If we add a second 10 pF parallel capacitor (C₂ = 10 pF) to y₂, what would be the new admittance y₃? The new capacitor increases the susceptance by another j0.7. Therefore, we end up at point y₃ = 0.2 + j0.9, as shown below (Figure 6).

 

Figure 6. An admittance Smith chart shows that continuing to add more parallel capacitors moves the admittance clockwise along the constant-conductance circle.

 

The above example shows that by continuing to add more and more parallel capacitors, the overall admittance moves along the constant-conductance circle in a clockwise direction.

 

Example 2: Sweeping the Value of a Parallel Capacitor

If we add a parallel capacitor, C_P, to a normalized load admittance of y₁ = 0.2 - j0.5 and sweep the capacitor value from 0 to 20 pF, what would be the overall admittance contour on the Smith chart?

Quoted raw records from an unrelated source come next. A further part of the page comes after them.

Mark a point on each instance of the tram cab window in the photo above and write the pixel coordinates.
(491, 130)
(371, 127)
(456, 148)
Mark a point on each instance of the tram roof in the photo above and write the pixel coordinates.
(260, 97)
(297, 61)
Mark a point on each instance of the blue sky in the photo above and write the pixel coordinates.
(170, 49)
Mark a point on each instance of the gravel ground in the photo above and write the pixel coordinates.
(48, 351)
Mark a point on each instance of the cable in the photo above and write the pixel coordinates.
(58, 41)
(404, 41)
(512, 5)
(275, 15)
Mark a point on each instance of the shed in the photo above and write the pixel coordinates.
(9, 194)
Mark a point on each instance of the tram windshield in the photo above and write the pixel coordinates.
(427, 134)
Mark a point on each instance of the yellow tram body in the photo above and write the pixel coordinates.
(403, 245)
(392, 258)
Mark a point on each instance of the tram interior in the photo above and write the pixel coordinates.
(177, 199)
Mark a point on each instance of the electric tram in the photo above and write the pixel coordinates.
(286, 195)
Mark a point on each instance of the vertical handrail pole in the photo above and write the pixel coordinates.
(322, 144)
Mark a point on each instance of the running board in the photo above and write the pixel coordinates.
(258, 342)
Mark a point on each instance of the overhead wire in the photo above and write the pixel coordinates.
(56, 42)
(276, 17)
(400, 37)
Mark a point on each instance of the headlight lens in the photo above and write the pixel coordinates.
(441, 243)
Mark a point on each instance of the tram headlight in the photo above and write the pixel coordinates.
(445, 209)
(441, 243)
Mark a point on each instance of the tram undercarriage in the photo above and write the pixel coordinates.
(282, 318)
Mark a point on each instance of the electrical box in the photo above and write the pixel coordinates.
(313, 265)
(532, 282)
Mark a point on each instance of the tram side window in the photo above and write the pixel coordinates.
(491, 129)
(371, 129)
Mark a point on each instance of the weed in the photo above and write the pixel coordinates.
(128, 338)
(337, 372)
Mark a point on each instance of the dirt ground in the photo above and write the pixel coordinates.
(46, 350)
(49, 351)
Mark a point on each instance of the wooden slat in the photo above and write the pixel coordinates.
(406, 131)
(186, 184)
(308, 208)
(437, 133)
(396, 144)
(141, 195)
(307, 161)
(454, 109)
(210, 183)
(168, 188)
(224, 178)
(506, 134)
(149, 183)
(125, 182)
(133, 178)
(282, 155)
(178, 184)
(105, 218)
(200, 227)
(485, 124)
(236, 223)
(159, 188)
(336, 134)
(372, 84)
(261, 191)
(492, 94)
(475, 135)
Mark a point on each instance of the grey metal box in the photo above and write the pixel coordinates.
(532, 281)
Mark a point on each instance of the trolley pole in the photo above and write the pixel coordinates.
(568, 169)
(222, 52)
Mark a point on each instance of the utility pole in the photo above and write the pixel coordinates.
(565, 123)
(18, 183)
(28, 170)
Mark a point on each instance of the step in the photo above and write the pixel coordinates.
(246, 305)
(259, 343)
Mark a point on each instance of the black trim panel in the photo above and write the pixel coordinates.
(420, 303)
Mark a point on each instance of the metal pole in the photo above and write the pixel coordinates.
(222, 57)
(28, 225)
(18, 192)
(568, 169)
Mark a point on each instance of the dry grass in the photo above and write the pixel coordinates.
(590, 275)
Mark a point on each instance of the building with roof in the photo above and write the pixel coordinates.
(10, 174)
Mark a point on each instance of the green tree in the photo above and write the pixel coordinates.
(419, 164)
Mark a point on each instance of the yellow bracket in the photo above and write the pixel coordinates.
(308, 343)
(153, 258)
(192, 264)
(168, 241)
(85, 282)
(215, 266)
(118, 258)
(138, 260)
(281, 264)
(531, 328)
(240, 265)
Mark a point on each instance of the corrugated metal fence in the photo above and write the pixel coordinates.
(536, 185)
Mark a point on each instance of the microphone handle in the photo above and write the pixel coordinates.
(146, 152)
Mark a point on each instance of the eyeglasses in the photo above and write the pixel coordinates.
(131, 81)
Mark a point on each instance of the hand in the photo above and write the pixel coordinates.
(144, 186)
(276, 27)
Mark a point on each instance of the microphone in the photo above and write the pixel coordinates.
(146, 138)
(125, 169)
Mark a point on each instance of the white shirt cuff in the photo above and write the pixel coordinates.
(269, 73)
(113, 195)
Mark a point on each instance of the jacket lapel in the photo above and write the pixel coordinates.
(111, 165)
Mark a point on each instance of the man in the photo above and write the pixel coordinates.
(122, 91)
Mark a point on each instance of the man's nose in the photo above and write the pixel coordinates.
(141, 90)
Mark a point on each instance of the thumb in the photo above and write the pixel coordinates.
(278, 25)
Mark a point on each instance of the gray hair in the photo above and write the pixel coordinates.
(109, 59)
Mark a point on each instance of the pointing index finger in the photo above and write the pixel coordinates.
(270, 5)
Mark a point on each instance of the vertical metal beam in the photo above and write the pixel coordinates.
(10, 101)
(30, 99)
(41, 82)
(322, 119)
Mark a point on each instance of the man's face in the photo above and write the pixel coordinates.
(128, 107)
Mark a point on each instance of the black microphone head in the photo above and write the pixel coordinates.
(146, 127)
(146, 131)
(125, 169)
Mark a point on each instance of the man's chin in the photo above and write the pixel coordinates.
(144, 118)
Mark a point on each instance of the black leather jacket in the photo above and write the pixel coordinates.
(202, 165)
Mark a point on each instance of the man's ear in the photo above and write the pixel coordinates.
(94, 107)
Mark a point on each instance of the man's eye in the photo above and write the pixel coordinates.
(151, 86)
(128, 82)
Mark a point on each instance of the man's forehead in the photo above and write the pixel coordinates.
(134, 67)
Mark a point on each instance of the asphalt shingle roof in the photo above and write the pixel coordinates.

We can use the results of the previous example to answer this one. First, replace the circuit schematics of Figure 6 with their equivalent circuits, as shown in Figure 7.

 

Figure 7. Example chart replacing the equivalent circuits of Figure 6. 

 

As can be seen, by increasing the value of the parallel capacitor, the overall admittance moves along the constant-conductance circle in a clockwise direction. 

 

Example 3: Adding a Parallel Inductor

The addition of a parallel inductor makes the susceptance component of the admittance more negative. For example, assume that the operating frequency is 222.82 MHz and Y₀ = 20 mS. If we add a 71.42 nH parallel inductor to y₁ = 0.2 - j0.5, the normalized susceptance component changes by -j0.5:

 

\[\begin{eqnarray}
jb &=& \frac{1}{ j2 \pi f LY_0} \\
&=& \frac{-j}{2 \pi \times 222.82 \times 10^6 \times 71.42 \times 10^{-9} \times 0.02}=-j0.5
\end{eqnarray}\]

 

This moves us to y₂ = 0.2 - j, as shown in Figure 8. 

 

Figure 8. Smith chart showing the shift when adding a parallel inductor. 

 

The figure also shows how adding another parallel inductor of L_p2 = 0.5 × 71.42 nH = 35.71 nH reduces the normalized susceptance by j1, producing an equivalent normalized admittance of 0.2 - j2. As can be seen, adding more and more series inductors moves us along a constant-conductance circle in a counterclockwise direction. If we replace the circuit schematics of Figure 8 with their equivalent circuits, we obtain the following equivalent diagram (Figure 9).

 

Figure 9. Example chart showing the addition of adding more inductors and replacing the circuit schematics of Figure 8 with their equivalent circuits.

 

The above diagram shows that if we reduce the value of a parallel inductor, the overall admittance moves along the corresponding constant-conductance circle in a counterclockwise direction. 

 

Example 4: The Frequency Sweep of a Parallel RC Network

Next, let’s see how the admittance of a parallel RC circuit changes with frequency. Assume that R = 25 Ω, C = 10 pF, and Y₀ = 20 mS. The normalized admittance of this parallel RC circuit is:

 

\[\begin{eqnarray}
y &=& \frac{1}{RY_0}+\frac{j \omega C}{Y_0} \\
&=& 2+j\frac{ \omega C}{Y_0}
\end{eqnarray}\]

 

The real part of the normalized admittance is g = 2. Therefore, the admittance of this circuit is on the constant-conductance circle of g = 2, and the susceptance is always positive. As the frequency is swept from DC to infinity, x changes from 0 to +∞. Thus, regardless of the value of the capacitor, the admittance locus includes the lower half of the g = 2 constant-conductance circle.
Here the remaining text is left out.